Ambas son conscientes de que «esto es muy gordo. No es una guerra con armas y bombas, pero es una guerra muy seria», dice Juana. Y con ella coincide Pilar: «Tengo miedo porque no lo veo nada claro. A una de mis hijas le han hecho un ERTE, dos son autónomas y otras dos están teletrabajando. El otro trabaja en la factoría de Campofrío, en Barcelona, y dice que nunca ha trabajado tanto» .

Como ella. Como tiene en su casa una máquina de coser, hace mascarillas y esta misma semana una policía local de Siero fue a buscar «treinta». «Yo las corto de la tela que me traen y las coso». Después se las llevan para donar.

Juana teje. Mucho. «De dos jerséis viejos hago uno. Ahora estoy haciendo un rosetón», porque no salir de casa no quiere decir que ella no esté activa. «No paro en todo el día. Me gusta estar informada». Y lo demuestra: «Menos mal que no somos holandeses, porque si no, a mis 82 años no me llevarían a un UCI si la necesitara. ¿Cómo pueden decir esas cosas?», protesta enfadada.

Ambas están preocupados por el futuro de los suyos. Como Josefa Edelmiro. Viuda desde hace muchos años y costurera de profesión, Josefa está preocupada por las consecuencias económicas de la pandemia: «Esto ye un desequilibriu tremendu y conlleva unas pérdidas enormes. Son muchos millones los que se van y no se sabe cómo van a volver».

También está preocupado Gonzalo Casielles, aunque tira de buen humor: «Llevo tantos días sin salir que estoy empezando a estudiarme los planos de la casa por dentro». El que fuera trompetista de la madrileña sala de fiestas Pasapoga y profesor en el Conservatorio Municipal Julián Orbón, a sus 89 años dice que, ahora, «no me apetece tocar nada». Está preocupado por cómo se están dando las cosas y se le nota en la voz. «Me recuerda a las enfermedades que había antes, es mucho más peliagudo e inquietante de lo que nos parecía».
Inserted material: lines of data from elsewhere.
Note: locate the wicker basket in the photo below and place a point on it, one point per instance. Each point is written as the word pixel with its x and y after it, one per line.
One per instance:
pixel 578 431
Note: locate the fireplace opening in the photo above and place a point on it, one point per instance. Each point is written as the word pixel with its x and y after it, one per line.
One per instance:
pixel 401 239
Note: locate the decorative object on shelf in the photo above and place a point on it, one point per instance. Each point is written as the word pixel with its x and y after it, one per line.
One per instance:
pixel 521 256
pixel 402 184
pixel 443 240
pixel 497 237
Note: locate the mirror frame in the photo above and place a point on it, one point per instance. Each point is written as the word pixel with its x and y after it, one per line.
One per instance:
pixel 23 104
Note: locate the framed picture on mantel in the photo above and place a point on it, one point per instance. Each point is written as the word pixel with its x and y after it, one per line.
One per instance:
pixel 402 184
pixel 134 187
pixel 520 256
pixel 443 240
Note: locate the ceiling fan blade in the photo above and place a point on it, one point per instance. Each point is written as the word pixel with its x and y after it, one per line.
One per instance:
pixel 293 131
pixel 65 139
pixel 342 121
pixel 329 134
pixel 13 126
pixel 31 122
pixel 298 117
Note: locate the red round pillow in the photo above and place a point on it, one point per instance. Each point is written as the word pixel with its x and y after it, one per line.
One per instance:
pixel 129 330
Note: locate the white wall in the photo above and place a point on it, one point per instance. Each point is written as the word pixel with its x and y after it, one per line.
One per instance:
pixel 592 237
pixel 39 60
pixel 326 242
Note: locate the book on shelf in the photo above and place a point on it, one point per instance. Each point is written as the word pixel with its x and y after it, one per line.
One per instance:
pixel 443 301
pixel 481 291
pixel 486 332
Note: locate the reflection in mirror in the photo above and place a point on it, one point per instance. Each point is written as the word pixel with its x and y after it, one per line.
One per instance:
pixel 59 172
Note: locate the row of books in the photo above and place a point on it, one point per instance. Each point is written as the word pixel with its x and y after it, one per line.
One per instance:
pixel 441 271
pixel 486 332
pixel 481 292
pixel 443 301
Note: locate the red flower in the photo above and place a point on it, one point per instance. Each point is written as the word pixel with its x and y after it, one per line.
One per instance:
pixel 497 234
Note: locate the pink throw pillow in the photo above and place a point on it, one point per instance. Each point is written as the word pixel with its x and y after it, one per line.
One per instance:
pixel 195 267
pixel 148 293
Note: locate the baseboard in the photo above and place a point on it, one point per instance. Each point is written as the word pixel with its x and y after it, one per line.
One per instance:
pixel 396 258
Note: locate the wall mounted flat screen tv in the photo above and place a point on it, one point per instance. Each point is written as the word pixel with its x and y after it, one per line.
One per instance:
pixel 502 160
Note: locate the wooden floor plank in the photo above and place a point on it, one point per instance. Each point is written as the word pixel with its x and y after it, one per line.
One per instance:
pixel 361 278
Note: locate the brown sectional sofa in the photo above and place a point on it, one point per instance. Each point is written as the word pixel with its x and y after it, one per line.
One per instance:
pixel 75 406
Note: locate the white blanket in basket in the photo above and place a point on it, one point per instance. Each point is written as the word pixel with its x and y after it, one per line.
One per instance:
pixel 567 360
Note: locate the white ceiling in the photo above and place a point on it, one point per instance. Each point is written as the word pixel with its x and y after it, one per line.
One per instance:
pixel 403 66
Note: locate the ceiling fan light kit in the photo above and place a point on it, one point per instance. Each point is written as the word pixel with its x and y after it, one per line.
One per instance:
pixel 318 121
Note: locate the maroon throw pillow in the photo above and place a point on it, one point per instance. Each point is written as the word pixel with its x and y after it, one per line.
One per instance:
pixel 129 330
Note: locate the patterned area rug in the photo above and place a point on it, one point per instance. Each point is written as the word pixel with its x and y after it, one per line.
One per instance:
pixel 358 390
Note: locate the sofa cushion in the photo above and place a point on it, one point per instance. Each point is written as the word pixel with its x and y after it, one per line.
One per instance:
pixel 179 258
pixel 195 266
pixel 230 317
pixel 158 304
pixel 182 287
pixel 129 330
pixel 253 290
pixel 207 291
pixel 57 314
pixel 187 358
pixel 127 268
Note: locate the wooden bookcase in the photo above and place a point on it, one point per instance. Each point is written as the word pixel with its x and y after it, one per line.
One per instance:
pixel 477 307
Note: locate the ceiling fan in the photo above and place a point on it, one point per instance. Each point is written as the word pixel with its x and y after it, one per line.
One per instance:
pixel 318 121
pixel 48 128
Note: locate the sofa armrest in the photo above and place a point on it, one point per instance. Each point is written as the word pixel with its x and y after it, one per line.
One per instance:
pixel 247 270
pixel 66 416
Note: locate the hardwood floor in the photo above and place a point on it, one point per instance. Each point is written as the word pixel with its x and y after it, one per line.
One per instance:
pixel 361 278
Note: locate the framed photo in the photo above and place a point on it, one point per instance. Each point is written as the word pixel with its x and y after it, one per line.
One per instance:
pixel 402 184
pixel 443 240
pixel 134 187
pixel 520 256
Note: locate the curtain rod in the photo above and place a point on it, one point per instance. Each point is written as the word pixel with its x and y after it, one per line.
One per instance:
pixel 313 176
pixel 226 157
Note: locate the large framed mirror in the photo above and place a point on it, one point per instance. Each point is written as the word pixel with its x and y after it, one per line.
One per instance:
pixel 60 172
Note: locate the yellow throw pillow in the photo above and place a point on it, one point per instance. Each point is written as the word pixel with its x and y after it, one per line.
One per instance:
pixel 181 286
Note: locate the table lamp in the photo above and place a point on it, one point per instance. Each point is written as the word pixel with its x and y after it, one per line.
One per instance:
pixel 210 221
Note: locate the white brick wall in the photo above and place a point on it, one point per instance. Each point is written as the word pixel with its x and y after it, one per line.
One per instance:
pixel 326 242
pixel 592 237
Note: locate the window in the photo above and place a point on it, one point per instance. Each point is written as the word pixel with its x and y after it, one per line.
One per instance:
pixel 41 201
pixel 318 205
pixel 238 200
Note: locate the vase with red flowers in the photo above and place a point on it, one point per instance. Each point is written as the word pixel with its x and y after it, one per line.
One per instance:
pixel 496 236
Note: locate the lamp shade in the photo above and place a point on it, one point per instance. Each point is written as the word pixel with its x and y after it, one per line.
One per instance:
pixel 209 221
Más animado está el cronista de Lugones, José Antonio Coppen. «Hay que pensar que, aunque no podamos salir de casa, la mayoría tenemos la suerte de tener nuestras necesidades cubiertas», comenta mientras recuerda que tiene pendiente el visionado 'online' de una de las obras del dramaturgo asturiano Alejandro Casona. Su positividad contrasta con la 'tristeza' de las calles de la localidad sierense que ve cuando «salgo un rato al púlpito», como llama a su pequeño balcón. Pero, a sus 82 años, tiene muy claro que «volverá la primavera con todo su esplendor».

Una que disfrutan desde su casa de Luanco Ángeles Fernández e Ignacio Álvarez. A sus 79 y 83 años, pasan el confinamiento «entre lechugas, fresas y arbejos. Ya lo he plantado todo», reconoce Ignacio. «No podemos quejarnos, tenemos un jardín grande», dice, no como Amada Ordóñez, que vive con su hijo en Sama. A sus 95 años, lo de tener un balcón y no un jardín no le preocupa. «Ya vivimos cosas peores. Ahora, tampoco nos piden tanto: no salir. Es por el bien de todos».